The World Weather Attribution service, a consortium of global scientists, has issued warnings regarding these developments. Their studies suggest that such intense heatwaves in the US and Europe would have been nearly impossible without the influence of climate change.
Moreover, they assert that the scorching heat experienced in China was made at least 50 times more probable because of it.
According to Carbon Brief, record heat and extreme weather events have become major news, making headlines in 84 newspapers across 32 countries.
Illustrating the severity, Death Valley in California, known as the hottest place on Earth, recorded a staggering 53.3°C this July. Simultaneously, European cities like Rome registered record highs, and China’s Sanbao township broke national records with a reading of 52.2°C.
Dr. Frederieke Otto is a senior lecturer in climate science at the Grantham Institute for Climate Change and the Environment at Imperial College London. He noted that the findings are “absolutely not a surprise,” considering the long-standing predictions of climate scientists.
However, Dr. Otto added a sobering perspective. He emphasized that societies and ecosystems are “much more vulnerable” to temperature changes than previously recognized.
These extreme heat events highlight the importance of global awareness and preparedness. As Julie Arrighi from the Red Cross Red Crescent Climate Centre pointed out, heatwaves are “amongst the deadliest natural hazards that we face each year.”

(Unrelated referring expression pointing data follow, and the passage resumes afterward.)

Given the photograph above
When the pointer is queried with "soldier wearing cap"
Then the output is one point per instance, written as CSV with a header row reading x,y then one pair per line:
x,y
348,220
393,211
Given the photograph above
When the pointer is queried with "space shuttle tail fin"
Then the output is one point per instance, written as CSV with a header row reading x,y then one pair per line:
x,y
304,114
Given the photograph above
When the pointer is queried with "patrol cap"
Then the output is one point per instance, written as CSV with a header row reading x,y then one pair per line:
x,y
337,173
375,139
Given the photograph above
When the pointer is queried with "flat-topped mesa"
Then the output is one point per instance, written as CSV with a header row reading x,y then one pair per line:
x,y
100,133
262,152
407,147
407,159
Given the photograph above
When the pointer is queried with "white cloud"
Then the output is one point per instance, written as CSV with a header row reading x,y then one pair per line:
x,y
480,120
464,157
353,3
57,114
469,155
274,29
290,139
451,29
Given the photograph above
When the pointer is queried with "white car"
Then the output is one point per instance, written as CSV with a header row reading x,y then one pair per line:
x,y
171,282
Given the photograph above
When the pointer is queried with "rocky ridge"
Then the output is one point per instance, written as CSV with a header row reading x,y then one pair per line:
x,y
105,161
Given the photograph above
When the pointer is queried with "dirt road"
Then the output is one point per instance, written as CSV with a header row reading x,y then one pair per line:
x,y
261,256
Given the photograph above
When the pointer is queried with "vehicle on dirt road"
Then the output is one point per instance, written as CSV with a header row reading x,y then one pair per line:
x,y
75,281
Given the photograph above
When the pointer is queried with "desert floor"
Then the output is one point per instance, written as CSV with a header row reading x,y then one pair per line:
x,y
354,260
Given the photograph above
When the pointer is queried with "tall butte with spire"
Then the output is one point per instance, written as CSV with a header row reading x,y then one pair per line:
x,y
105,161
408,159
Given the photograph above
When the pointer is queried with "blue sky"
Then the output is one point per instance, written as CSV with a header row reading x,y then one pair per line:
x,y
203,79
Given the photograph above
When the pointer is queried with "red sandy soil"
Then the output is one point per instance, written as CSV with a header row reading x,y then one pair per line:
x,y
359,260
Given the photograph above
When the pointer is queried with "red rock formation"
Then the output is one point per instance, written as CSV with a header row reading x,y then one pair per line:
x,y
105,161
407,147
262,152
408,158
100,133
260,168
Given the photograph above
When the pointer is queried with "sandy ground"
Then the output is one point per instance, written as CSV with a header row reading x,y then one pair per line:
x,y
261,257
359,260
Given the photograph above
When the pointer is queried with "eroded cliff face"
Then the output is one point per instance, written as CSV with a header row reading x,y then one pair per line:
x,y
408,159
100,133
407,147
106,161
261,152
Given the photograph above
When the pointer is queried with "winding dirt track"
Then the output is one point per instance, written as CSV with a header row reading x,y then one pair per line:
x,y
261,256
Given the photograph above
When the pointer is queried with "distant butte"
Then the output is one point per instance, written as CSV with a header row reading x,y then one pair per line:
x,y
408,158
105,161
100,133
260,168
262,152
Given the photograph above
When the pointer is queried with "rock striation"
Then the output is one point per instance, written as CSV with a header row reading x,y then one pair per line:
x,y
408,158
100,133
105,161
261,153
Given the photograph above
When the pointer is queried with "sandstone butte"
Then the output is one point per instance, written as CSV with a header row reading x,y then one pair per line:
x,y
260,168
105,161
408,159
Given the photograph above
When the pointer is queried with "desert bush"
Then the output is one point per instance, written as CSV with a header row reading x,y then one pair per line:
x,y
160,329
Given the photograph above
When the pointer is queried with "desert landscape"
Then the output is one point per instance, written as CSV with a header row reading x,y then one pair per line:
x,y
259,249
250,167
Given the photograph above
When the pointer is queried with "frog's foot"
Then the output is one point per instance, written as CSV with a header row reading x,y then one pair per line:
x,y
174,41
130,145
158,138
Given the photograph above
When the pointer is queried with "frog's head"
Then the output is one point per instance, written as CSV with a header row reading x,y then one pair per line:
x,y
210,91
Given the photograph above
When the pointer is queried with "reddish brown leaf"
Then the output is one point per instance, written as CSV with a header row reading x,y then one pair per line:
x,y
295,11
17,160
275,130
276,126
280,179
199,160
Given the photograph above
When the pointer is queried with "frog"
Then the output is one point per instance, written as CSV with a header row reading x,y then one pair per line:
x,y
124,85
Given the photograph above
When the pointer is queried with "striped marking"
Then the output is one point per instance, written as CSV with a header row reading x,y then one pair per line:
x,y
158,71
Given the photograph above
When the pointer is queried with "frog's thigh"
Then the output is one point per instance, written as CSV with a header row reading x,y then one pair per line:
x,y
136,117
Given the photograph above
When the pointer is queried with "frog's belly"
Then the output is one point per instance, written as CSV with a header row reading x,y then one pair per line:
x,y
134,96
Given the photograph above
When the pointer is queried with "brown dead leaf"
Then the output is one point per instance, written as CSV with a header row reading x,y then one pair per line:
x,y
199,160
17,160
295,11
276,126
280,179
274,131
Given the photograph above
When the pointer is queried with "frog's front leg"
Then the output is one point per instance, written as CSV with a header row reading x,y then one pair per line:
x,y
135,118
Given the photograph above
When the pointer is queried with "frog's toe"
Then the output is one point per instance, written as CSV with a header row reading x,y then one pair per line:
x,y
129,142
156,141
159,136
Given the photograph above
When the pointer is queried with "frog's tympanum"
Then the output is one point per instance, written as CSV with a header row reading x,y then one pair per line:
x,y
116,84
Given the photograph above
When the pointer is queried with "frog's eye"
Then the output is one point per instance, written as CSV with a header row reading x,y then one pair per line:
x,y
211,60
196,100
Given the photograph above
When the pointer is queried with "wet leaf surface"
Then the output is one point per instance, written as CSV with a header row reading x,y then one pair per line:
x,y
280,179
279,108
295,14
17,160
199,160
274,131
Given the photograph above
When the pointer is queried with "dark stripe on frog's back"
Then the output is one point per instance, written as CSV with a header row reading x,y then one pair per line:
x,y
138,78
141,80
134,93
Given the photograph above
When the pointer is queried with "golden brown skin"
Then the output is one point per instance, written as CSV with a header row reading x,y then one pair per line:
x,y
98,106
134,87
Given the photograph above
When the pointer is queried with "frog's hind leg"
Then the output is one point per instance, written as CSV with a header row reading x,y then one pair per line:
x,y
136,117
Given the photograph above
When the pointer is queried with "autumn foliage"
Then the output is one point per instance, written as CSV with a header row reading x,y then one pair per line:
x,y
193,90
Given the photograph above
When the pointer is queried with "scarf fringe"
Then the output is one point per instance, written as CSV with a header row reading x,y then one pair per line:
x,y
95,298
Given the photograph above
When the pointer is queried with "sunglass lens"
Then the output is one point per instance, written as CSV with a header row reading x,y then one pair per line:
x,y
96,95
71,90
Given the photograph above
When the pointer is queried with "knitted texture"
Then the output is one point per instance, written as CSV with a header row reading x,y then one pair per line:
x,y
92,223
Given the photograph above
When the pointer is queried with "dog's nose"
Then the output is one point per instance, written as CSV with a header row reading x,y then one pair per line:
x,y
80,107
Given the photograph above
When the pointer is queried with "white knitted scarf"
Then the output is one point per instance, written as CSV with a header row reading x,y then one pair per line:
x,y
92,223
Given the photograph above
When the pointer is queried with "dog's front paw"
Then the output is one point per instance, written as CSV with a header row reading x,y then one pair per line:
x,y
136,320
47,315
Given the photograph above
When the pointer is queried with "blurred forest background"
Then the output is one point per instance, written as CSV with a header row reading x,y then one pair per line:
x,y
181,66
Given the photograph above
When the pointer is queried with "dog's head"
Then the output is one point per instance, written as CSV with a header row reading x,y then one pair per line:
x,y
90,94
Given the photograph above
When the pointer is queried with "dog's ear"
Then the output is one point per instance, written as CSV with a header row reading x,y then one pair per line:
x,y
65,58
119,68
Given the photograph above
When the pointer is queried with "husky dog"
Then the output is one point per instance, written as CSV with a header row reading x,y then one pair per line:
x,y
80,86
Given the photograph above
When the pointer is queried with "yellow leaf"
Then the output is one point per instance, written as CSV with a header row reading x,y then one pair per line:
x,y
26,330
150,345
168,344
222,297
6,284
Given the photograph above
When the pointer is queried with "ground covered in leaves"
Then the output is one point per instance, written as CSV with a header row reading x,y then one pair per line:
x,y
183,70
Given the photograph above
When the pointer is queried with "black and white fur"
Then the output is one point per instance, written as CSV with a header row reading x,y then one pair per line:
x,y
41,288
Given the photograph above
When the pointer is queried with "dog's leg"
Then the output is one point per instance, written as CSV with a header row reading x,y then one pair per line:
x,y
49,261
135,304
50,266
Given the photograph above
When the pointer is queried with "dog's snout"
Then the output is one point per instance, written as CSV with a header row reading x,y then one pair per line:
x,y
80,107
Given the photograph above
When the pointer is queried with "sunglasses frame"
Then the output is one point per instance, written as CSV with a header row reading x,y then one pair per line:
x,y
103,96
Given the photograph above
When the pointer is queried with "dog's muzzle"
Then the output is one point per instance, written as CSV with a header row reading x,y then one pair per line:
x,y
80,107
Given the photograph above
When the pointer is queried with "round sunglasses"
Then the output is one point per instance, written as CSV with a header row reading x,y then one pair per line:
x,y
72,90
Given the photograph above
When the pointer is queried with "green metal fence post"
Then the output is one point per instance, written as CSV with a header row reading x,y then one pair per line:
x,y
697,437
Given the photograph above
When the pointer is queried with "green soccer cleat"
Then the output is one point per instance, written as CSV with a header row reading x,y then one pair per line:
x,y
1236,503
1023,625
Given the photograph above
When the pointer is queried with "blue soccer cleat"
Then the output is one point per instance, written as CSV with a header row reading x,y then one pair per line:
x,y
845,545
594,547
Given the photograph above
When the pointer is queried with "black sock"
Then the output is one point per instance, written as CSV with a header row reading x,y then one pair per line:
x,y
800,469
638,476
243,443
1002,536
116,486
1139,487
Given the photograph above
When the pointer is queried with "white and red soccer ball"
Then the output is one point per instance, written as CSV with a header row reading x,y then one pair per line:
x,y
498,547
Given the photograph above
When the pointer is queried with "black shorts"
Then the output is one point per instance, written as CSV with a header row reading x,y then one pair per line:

The need for comprehensive health action plans and proactive measures to mitigate the impacts of high temperatures has never been more urgent.
El Niño, which means “The Child” in Spanish, refers to the periodic warming of sea surface temperatures in the central and eastern tropical Pacific Ocean. But what causes El Niño, and how does it influence global weather patterns?
At its core, El Niño starts when warm water from the western Pacific Ocean moves eastward. Typically, trade winds blow strongly from east to west, piling up warm surface water in the western Pacific.
However, when these winds weaken or reverse direction, the warm water surges back to the eastern Pacific. This shift disrupts the typical oceanic and atmospheric patterns.
El Niño does not merely warm the waters; it causes heatwaves and changes weather patterns around the world. It boosts rainfall in the southern U.S., often causing flooding, while Australia and Indonesia often experience droughts. Coastal regions in South America witness heavier-than-normal rainfall, leading to devastating floods in some years.
Coral reefs suffer during El Niño events. The warmer waters stress the coral, causing coral bleaching and even killing vast areas of reefs. Furthermore, fisheries in the eastern Pacific take a hit as warmer waters drive away the nutrient-rich cold currents that fish thrive on.
El Niño has significant economic consequences. As it disrupts normal weather patterns, agriculture bears the brunt of its impact. Countries dependent on agriculture for their GDP and employment feel the effects the most. Crop yields drop, food prices rise, and the risk of wildfires increases in some regions.
Furthermore, the fluctuating weather patterns can lead to infrastructure damage. Excessive rainfall causes flooding and landslides, damaging homes, roads, and bridges. On the other end, prolonged droughts place stress on water resources, affecting both agriculture and urban areas.
Scientists use a combination of satellite observations and ocean buoys to monitor sea surface temperatures and predict El Niño events. Advanced forecasting allows countries to prepare and mitigate some of the adverse effects. For instance, farmers can switch to drought-resistant crops if they expect less rainfall.
However, the unpredictability and scale of El Niño’s impacts still pose challenges. Even with the best preparations, nature’s power often surpasses human anticipation.
El Niño serves as a powerful reminder of the interconnectedness of global climate systems. While it originates in the Pacific, its reach spans continents, influencing weather patterns worldwide. As we advance our understanding of this phenomenon, the hope is to better prepare and adapt to its inevitable return.